Now is not your time. Now is not your time to point fingers and go ‘ah – ha’ at a fake claim and ignore the hundreds of real ones. Now is not your time to break the momentum of the movement by questioning its validity, pointing out its inconsistencies and asking for control mechanisms and accountability.
The control mechanism of this movement is in the name itself – #MeToo – as in not only has this happened to me but often by the same man. The stories that have gained widespread traction are not an anonymous woman DM-ing from a fake account, they are several women from different walks of life, who often do not know each other. THIS is where the accountability lies.
Now is not your time to ask for ‘due process and proof’, now is not your time to tell us to be cautious, we have been cautious all our lives. Many women did try to follow ‘due process’ when assaulted and no one heard them, no one took action. And what proof, do you ask? Do the survivors have to show marks made 10 years ago? Assault tapes? Eye witnesses? How many women have to be believed to take down one man?
Every social structure has a different framework of understanding and analysis, a different method of data collection. The detailed stories, the corroborative accounts, the whisper networks – this is proof and evidence but unfortunately even sexual assault has to be validated through the male gaze. Now is not your time to question the nature of our evidence by your narrow definitions.
If people are listening now it is because of the very public backlash and community response that you fear. The different manifestations of patriarchy have met with different strategies by women through history. The 1st Wave established the demand for universal suffrage, the 2nd and 3rd established the demands for equal pay, reproductive rights, right to express one’s sexuality and a call to intersectionality and solidarity across different races, castes, class and ethnicities. The 4th wave of feminism is demanding the right to not be subjected to sexual overtures without consent. Thanks to social media, Name and Shame is a new tool, a new negotiation strategy and a new protective measure for women to survive. Now is not the time to dilute our demands.

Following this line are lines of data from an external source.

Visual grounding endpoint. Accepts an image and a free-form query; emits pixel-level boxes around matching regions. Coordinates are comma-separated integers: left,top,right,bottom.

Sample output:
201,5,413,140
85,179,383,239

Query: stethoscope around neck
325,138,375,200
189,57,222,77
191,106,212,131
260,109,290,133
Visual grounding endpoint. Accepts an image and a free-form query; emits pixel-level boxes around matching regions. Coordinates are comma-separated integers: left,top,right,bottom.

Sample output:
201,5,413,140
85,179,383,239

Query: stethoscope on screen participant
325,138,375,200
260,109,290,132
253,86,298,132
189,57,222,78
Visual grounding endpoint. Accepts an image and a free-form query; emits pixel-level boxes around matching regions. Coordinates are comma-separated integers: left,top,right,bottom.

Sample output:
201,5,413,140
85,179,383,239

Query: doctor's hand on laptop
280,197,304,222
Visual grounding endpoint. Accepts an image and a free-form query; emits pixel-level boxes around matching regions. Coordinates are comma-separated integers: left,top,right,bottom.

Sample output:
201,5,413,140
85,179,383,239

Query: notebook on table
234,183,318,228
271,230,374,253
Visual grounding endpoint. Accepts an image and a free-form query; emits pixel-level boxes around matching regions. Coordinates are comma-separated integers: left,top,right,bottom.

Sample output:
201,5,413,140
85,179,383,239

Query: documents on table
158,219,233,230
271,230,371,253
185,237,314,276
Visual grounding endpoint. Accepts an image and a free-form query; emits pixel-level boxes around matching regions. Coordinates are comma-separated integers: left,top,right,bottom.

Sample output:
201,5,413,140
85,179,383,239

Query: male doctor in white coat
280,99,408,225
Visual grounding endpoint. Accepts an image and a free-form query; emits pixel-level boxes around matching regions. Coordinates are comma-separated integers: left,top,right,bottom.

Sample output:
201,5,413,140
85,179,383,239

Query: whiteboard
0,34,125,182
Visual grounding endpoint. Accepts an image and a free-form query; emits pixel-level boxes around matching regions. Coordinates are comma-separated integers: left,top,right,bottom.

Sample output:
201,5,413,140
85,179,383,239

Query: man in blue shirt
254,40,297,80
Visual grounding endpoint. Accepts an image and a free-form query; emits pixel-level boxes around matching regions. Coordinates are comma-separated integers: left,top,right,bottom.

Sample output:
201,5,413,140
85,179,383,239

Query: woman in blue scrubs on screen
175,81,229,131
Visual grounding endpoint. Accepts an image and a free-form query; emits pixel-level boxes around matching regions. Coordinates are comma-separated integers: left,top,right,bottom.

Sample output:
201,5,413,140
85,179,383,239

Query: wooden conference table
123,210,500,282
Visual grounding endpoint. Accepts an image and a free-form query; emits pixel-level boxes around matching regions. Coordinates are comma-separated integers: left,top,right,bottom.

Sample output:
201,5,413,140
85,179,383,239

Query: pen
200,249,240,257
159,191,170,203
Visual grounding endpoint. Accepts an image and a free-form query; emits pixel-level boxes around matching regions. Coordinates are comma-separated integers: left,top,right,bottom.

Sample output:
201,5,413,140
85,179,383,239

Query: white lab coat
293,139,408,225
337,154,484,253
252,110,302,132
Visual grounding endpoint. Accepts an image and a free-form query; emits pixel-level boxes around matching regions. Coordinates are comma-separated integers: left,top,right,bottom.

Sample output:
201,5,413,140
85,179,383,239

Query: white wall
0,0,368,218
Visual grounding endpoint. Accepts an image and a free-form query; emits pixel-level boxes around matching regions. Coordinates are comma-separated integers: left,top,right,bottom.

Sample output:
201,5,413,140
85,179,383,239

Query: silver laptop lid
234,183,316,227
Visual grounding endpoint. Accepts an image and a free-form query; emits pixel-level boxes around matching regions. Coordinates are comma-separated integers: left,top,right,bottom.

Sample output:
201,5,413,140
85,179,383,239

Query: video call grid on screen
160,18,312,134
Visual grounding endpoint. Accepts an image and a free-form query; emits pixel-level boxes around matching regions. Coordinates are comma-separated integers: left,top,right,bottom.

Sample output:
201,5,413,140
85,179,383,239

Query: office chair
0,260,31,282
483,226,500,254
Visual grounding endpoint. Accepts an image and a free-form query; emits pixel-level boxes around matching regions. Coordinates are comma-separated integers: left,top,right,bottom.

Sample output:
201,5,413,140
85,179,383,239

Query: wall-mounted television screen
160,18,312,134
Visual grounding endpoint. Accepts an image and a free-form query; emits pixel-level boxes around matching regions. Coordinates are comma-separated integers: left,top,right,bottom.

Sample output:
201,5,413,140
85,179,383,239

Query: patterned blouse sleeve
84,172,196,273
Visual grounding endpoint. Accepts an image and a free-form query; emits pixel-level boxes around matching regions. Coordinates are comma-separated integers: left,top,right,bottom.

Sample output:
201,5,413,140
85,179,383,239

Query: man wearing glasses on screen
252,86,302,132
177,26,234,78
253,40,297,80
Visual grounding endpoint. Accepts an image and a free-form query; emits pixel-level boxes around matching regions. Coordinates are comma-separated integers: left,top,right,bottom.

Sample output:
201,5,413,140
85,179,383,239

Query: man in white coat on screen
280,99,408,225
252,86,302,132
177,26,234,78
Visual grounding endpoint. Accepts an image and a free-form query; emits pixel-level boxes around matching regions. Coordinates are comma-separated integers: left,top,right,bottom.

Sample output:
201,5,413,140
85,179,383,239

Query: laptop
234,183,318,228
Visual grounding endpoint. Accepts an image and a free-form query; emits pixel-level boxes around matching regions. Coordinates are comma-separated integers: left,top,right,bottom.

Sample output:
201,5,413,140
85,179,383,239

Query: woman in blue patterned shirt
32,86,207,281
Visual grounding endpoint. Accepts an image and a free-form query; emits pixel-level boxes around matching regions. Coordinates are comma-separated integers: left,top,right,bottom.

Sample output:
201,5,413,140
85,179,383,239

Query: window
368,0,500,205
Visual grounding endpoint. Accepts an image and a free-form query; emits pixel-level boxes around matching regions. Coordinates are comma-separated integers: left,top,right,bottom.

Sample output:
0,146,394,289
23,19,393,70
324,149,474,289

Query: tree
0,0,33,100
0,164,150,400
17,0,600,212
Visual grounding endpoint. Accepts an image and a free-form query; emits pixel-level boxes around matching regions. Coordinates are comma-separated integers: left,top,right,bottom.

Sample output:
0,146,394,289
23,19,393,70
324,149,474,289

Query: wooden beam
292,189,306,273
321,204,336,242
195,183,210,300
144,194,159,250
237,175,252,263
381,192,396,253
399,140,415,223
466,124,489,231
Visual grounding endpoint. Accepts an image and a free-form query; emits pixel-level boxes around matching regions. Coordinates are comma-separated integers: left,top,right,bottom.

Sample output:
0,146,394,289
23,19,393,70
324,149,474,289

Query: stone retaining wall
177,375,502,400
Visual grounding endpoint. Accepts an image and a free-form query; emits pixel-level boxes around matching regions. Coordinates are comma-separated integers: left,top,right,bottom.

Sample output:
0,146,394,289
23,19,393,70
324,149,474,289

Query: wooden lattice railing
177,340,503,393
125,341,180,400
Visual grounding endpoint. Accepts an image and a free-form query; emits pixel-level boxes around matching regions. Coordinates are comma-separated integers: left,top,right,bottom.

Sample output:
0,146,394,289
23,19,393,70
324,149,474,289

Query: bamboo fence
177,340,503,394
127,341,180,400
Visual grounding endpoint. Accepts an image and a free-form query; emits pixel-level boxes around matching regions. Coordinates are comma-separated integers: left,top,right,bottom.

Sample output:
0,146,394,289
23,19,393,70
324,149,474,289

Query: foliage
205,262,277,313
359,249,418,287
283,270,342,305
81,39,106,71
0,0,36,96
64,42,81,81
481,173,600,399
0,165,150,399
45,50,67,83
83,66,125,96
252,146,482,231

Name and Shame is used to publicly shame those who have gotten away with it in private. Yes, there can be misuse of this strategy like with literally EVERYTHING else in the world, even cotton candy, but now is not your time to focus on the marginal misuse of the movement and ignore the systemic misogyny of society. Now is the not the time to question these courageous women and their stories. No one is doing this for personal glory or money or attention, the stakes are too high, the backlash of societal judgement, and personal safety too powerful and there are no rewards. Only a sense of healing and solidarity for the survivors.
The stories of the survivors are horrifying, their burden to carry on quietly is amazing.yThe movement is a catharsis and a catharsis is not clean.
Now is not your time time to tell us how far we’ve come, how much progress women have made and how change takes time. Do not tell me to tone down my anger, modulate my voice and to be patient. You be patient now. The onus cannot always be on women to prove they have been assaulted, it’s high time you prove that you have not. You had centuries to fix this, you did not, Now. Is Not. Your. Time.
Your critique does not help in anyway other than to detract from the movement and dismiss the new negotiation strategies and survival tactics of the 4th Wave of Feminism in India. I expect better from you, I expect better from men, else get out of the way and let women clean up this sickening mess.
Now is your time to listen, to support, to believe not just the survivors but other women telling you that we’ve got this. We got the loopholes, we got the bugs and we are fixing it every day. Look at Sandhya Menon curating posts that collaborate accusations against predators, look at Faye D’souza culling out fake #MeToo accounts on air every night, look at Trisha Shetty offering legal advice to assaulted women, look at the thousands of women re-living their trauma by sharing their explicit stories to highlight the pattern of behaviour a predator follows and give credibility to their voices. Now is not your time to question the legitimacy of our methods. You had your chance and you blew it, repeatedly, so don’t expect us to fix in a day what you have broken over the years. As Jesse Williams said in his #BlackLivesMatter speech – ‘So what’s gonna happen is we are going to have equal rights and justice in our country or we will restructure their function and ours.’
So dear men, take a back seat, respectfully listen and let us fix this.